Loin de la fausse image que la ville renvoie d’elle à travers son côté officiel, DC a deux visages. Ses monuments officiels toujours repeints et toute sa mascarade symbolique porteuse d’un poids politique est particulièrement représentée par la Maison Blanche, tandis que les larges quartiers occupés par la population la plus pauvre ont donné à la ville le surnom de « Chocolate City ». La ville de DC est effectivement liée de près à la population noire des Etats-Unis, ayant connu plusieurs grandes vagues d’immigration venues enrichir sa culture kaléidoscopique et notamment musicale. Marquis Amonte King grandit dans cette partie pauvre de la ville chocolat, sur la Tre-7, située dans le quartier de la ville réputé pour être son plus dangereux. Son enfance comme jeune garçon timide ne l’épargne pas du spectacle quotidien de la violence, de la drogue et de la pauvreté. Espoirs et désillusions, voitures ou styles de vie luxueux et visites des huissiers dessinent la toile de fond de sa vie. Il est dès lors logique pour lui de raconter l’histoire de ces masses oubliées qui n’existèrent dans l’histoire récente que par leur absence au discours d’inauguration du président Trump.

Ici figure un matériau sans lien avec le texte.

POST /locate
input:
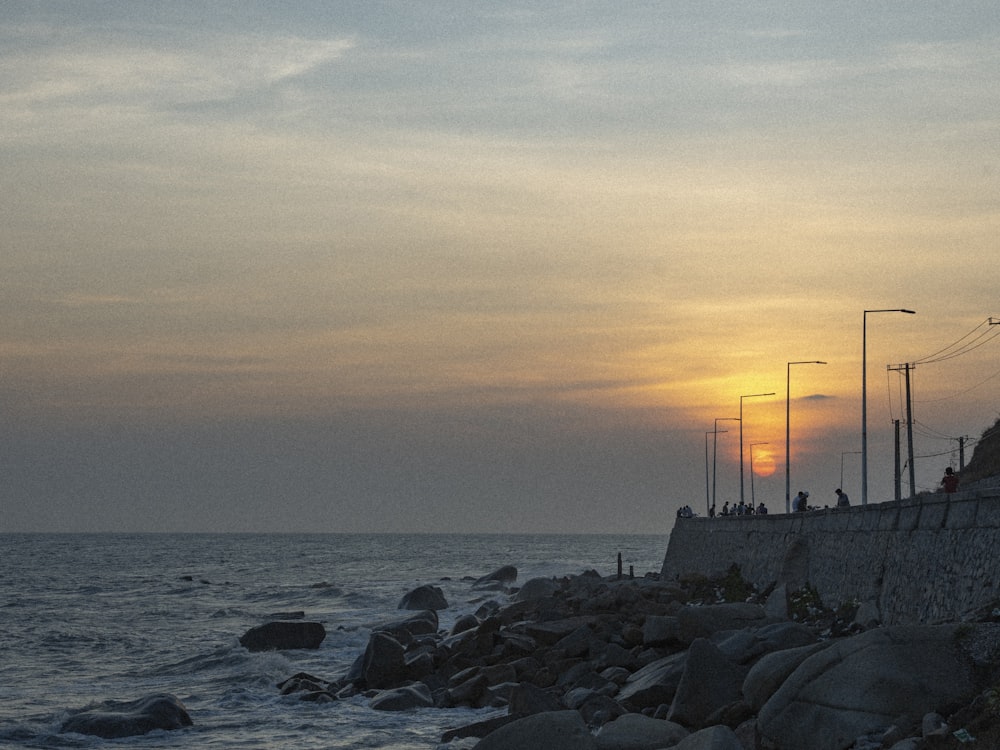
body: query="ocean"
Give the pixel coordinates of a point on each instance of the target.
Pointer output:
(86, 618)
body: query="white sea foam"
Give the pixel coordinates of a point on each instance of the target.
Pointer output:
(89, 618)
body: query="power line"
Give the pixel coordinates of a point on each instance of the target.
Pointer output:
(959, 348)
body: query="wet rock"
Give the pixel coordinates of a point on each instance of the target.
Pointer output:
(865, 683)
(654, 684)
(537, 588)
(115, 719)
(283, 636)
(709, 682)
(498, 579)
(424, 597)
(403, 698)
(557, 730)
(638, 732)
(383, 665)
(711, 738)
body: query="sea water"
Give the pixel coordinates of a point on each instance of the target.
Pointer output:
(86, 618)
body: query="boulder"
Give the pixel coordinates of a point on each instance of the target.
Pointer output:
(536, 588)
(767, 675)
(527, 699)
(424, 622)
(555, 730)
(711, 738)
(654, 684)
(424, 597)
(709, 682)
(659, 630)
(499, 578)
(865, 683)
(283, 636)
(638, 732)
(704, 622)
(115, 719)
(463, 623)
(383, 664)
(746, 646)
(405, 698)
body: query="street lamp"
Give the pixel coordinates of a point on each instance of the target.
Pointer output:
(753, 498)
(708, 509)
(842, 454)
(788, 403)
(715, 447)
(864, 397)
(752, 395)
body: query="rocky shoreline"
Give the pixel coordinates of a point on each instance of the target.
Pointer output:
(618, 663)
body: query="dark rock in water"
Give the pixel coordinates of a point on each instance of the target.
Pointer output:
(403, 698)
(424, 597)
(463, 623)
(283, 636)
(291, 615)
(557, 730)
(383, 665)
(424, 622)
(114, 719)
(499, 577)
(641, 733)
(709, 682)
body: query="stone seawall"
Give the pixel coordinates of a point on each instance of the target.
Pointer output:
(926, 560)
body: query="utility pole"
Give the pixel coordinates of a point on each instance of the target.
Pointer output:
(898, 495)
(909, 424)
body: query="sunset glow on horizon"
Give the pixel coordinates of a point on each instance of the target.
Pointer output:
(360, 267)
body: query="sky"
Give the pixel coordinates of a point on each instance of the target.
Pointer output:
(487, 267)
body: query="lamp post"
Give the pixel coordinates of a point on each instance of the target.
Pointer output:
(715, 447)
(708, 509)
(752, 395)
(864, 397)
(753, 498)
(842, 454)
(788, 409)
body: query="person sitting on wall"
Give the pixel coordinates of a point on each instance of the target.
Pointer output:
(949, 482)
(799, 502)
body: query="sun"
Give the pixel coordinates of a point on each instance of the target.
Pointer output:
(763, 462)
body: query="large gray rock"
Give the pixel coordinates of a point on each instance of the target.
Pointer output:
(423, 622)
(557, 730)
(405, 698)
(424, 597)
(114, 719)
(536, 588)
(283, 636)
(746, 646)
(658, 630)
(709, 682)
(383, 664)
(711, 738)
(704, 622)
(865, 683)
(654, 684)
(639, 732)
(768, 674)
(502, 576)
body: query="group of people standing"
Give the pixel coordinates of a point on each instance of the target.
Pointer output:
(800, 503)
(739, 509)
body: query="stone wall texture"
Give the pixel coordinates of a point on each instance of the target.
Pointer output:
(925, 560)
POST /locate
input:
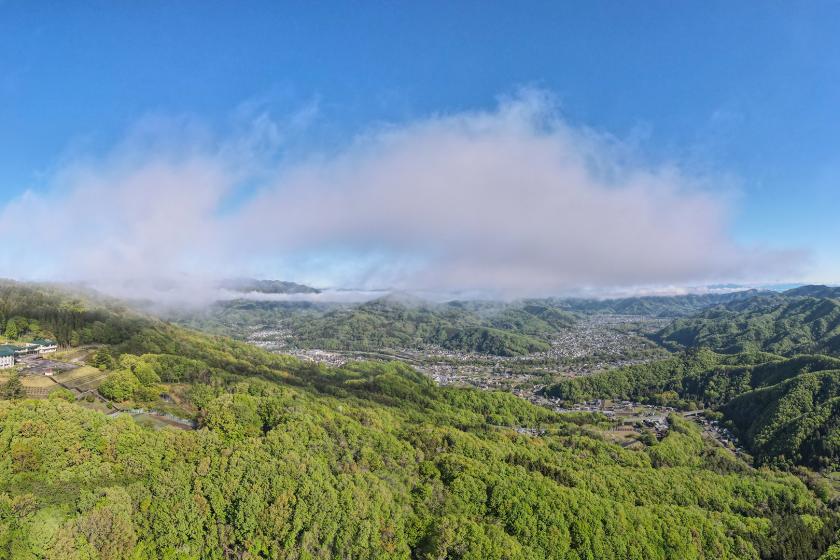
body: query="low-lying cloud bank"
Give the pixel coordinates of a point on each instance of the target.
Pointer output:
(513, 201)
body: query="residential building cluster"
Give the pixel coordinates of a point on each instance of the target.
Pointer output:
(11, 353)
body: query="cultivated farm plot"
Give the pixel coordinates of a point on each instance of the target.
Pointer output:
(83, 379)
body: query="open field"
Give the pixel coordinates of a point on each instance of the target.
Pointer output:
(85, 378)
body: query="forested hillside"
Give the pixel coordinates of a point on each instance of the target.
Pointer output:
(785, 410)
(787, 323)
(295, 460)
(657, 306)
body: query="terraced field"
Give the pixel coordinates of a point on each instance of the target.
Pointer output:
(83, 379)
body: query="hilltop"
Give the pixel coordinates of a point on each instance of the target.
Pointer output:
(369, 460)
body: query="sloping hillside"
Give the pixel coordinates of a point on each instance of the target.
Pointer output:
(293, 460)
(781, 324)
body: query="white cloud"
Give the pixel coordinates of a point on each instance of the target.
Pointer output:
(511, 201)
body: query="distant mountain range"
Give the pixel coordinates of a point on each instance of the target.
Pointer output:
(658, 306)
(251, 285)
(801, 320)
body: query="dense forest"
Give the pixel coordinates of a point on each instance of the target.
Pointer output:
(370, 460)
(395, 322)
(784, 409)
(656, 306)
(794, 322)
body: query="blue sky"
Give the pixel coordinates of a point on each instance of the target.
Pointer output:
(746, 93)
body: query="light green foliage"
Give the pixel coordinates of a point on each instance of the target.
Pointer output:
(779, 324)
(371, 460)
(119, 386)
(391, 323)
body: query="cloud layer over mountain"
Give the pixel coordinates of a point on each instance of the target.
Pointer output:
(512, 201)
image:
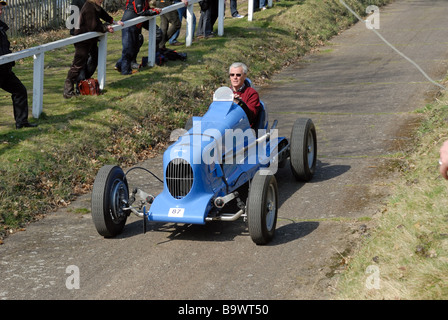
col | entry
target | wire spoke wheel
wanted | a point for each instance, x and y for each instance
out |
(110, 196)
(262, 208)
(303, 153)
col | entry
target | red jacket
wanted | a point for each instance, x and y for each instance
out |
(250, 96)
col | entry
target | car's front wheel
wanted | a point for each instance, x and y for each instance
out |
(110, 196)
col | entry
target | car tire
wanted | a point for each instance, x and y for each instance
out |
(303, 154)
(262, 208)
(109, 195)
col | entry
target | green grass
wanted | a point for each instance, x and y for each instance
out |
(46, 167)
(409, 243)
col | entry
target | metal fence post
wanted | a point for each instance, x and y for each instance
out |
(38, 84)
(152, 42)
(102, 57)
(189, 36)
(250, 10)
(221, 18)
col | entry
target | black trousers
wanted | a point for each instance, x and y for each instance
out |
(82, 50)
(10, 83)
(169, 24)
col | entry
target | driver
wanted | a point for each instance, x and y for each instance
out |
(243, 92)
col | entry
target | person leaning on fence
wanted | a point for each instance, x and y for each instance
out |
(243, 92)
(89, 20)
(9, 81)
(209, 15)
(131, 37)
(169, 22)
(92, 60)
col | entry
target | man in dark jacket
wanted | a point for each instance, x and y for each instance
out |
(131, 37)
(169, 22)
(89, 20)
(10, 83)
(92, 61)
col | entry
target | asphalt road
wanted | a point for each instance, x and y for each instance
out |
(360, 95)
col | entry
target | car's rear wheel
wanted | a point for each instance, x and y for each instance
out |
(303, 154)
(262, 207)
(110, 196)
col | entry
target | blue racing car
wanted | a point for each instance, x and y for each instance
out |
(219, 168)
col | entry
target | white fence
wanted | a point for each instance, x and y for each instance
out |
(38, 53)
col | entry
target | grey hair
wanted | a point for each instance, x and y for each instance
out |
(239, 65)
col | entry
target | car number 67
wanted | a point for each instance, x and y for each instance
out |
(176, 212)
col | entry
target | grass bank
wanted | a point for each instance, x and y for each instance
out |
(406, 253)
(46, 167)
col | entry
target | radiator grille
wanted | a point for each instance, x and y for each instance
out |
(179, 178)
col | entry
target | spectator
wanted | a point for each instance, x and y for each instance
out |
(182, 14)
(92, 60)
(243, 92)
(234, 11)
(10, 83)
(209, 15)
(169, 22)
(131, 37)
(89, 20)
(444, 160)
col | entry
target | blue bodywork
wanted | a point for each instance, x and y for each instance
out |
(216, 156)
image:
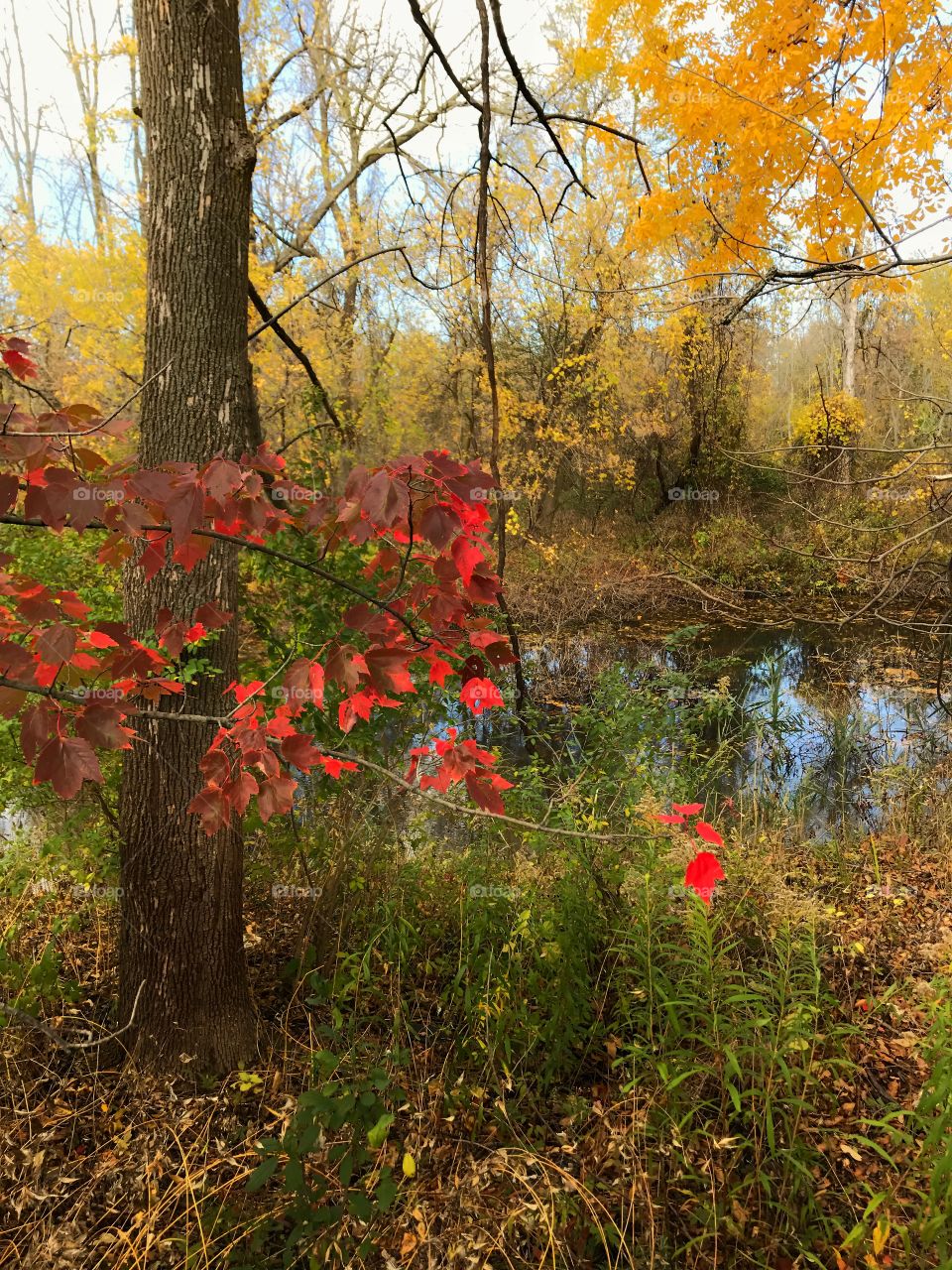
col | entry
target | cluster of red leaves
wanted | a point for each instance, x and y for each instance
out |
(460, 761)
(422, 612)
(705, 870)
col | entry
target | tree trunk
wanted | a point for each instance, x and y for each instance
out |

La voix de Shy Glizzy en est d’autant plus précieuse, notamment, mais pas seulement, parce qu’elle lutte contre les volontés de la ville de pousser toujours plus loin sa pauvreté et, avec elle, son histoire afro-américaine, en racontant ce qu’il se trame dans ses no-go zones. Après plusieurs impressionnantes mixtapes et une victoire aux Grammy pour sa participation au morceau « Crew » de l’autre héros du rap de DC, GoldLink, Quiet Storm révèle tout le potentiel du paradoxal Shy / Jefe. Tandis que ce dernier terme signifie « boss » en espagnol, décrivant bien la vantardise qui se déroule sur tout l’album, le côté timide du rappeur contrebalance ce qui ne serait sinon qu’un simple conte de fortunes matérielles et amoureuses.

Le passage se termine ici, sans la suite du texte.